Your Action Plan for Next Year
- Get ID Austria access now. Don’t wait until March when everyone else is scrambling. Book your appointment at a Bürgerservice (citizen service center) this month.
- Test-drive a Steuersoftware this weekend. Wiso Steuer and Smartsteuer both let you input everything and see your projected refund before paying. Spend an hour clicking around. If you hit a wall, then consider professional help.
- Collect your documents digitally. Scan your Lohnsteuerbescheinigung, your Nebenkostenabrechnung (utility bill for home office), your KV-Beitragsbestätigung (health insurance contribution confirmation). Store them in a folder called “Steuer 2024” so you’re not hunting in April.
- File by May 31st. The deadline for voluntary returns is June 30th online, but earlier filers get faster processing. Early birds in Vienna report refunds in as little as three days.
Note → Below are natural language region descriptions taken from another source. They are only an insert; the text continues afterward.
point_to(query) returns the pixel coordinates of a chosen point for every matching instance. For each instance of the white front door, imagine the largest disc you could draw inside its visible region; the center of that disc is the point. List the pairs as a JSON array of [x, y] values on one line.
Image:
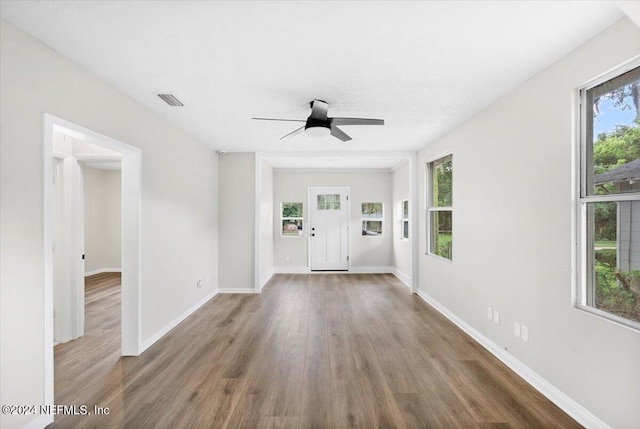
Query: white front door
[[329, 228]]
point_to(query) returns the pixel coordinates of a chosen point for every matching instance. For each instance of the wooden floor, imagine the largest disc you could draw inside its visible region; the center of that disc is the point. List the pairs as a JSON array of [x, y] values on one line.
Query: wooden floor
[[312, 351]]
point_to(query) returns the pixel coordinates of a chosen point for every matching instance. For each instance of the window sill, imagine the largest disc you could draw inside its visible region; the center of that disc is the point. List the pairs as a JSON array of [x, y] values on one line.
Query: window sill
[[433, 255], [630, 324]]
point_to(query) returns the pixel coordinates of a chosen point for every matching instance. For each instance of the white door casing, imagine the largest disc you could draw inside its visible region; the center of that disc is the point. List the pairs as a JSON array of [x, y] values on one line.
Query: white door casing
[[68, 250], [329, 229]]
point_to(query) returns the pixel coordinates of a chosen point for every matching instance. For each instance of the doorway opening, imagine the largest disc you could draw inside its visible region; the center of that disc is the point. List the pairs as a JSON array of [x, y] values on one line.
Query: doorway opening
[[103, 150]]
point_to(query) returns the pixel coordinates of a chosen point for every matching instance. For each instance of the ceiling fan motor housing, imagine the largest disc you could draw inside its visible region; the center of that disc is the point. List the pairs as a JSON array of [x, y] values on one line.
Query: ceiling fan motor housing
[[317, 128]]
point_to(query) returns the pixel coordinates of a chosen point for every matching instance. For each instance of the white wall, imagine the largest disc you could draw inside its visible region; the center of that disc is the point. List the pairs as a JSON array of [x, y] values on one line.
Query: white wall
[[179, 210], [266, 220], [236, 220], [365, 251], [400, 190], [102, 199], [514, 212]]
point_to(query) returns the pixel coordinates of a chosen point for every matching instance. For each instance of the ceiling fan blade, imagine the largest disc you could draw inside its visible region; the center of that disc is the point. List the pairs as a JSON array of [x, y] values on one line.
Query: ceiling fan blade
[[356, 121], [294, 132], [319, 110], [273, 119], [339, 134]]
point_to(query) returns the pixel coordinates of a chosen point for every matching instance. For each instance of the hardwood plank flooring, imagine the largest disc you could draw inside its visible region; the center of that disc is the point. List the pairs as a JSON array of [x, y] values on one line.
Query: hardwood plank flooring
[[311, 351]]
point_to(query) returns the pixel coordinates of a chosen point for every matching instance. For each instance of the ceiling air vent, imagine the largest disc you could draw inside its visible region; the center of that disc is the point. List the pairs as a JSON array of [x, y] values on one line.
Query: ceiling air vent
[[171, 100]]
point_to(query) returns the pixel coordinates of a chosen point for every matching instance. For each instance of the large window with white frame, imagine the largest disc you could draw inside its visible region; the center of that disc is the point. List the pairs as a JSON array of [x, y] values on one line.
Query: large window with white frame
[[372, 219], [440, 207], [609, 199], [292, 219]]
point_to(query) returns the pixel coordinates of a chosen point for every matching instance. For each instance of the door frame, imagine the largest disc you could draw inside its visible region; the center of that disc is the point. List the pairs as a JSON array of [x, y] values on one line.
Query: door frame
[[130, 231], [339, 188]]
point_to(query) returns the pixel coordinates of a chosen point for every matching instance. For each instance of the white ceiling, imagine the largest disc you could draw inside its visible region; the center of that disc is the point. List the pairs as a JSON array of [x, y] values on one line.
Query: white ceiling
[[424, 67]]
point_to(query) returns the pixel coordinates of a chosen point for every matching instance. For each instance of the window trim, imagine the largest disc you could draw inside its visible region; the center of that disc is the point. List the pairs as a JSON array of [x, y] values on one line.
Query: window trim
[[381, 220], [583, 199], [429, 208], [283, 218]]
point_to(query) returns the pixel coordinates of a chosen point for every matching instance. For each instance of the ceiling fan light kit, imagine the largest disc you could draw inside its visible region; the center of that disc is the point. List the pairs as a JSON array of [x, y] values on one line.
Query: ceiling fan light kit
[[318, 124]]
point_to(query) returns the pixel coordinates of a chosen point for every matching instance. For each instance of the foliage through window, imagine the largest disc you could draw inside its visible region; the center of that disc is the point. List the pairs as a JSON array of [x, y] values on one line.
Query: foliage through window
[[404, 227], [610, 198], [329, 202], [292, 220], [372, 218], [440, 207]]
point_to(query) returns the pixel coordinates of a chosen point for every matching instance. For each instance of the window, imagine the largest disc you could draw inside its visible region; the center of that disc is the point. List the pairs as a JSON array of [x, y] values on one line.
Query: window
[[440, 207], [372, 218], [292, 219], [609, 200], [404, 223], [329, 202]]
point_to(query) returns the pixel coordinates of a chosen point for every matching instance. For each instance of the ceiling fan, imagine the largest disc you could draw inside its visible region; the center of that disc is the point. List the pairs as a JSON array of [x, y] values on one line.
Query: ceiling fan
[[318, 124]]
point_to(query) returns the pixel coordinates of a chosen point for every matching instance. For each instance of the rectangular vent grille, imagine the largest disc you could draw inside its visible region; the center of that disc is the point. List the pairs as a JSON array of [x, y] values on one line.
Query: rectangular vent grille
[[171, 100]]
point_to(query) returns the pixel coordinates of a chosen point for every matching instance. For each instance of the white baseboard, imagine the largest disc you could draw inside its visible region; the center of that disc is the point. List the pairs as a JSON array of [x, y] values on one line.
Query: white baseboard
[[265, 278], [39, 422], [103, 270], [236, 290], [370, 270], [162, 332], [352, 270], [555, 395], [402, 277], [291, 270]]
The controversy isn’t that Steuerberaters are bad at their jobs. They’re not, they’re highly trained professionals. The controversy is that Austria’s digital infrastructure has made their basic services obsolete for most residents, yet the industry hasn’t adjusted its pricing or marketing. You’re paying 1990s prices for a service that takes 2020s minutes.
Your bank account doesn’t care about tradition. It cares about numbers. And the numbers say: unless your tax situation involves more than two countries or a GmbH (limited liability company), FinanzOnline is your best friend.
So pour yourself a Melange (Viennese coffee), fire up your laptop, and pocket that €250 difference. The Steuerberater will survive, there are still plenty of complex cases to keep them busy. But your simple employee return? That’s yours to conquer.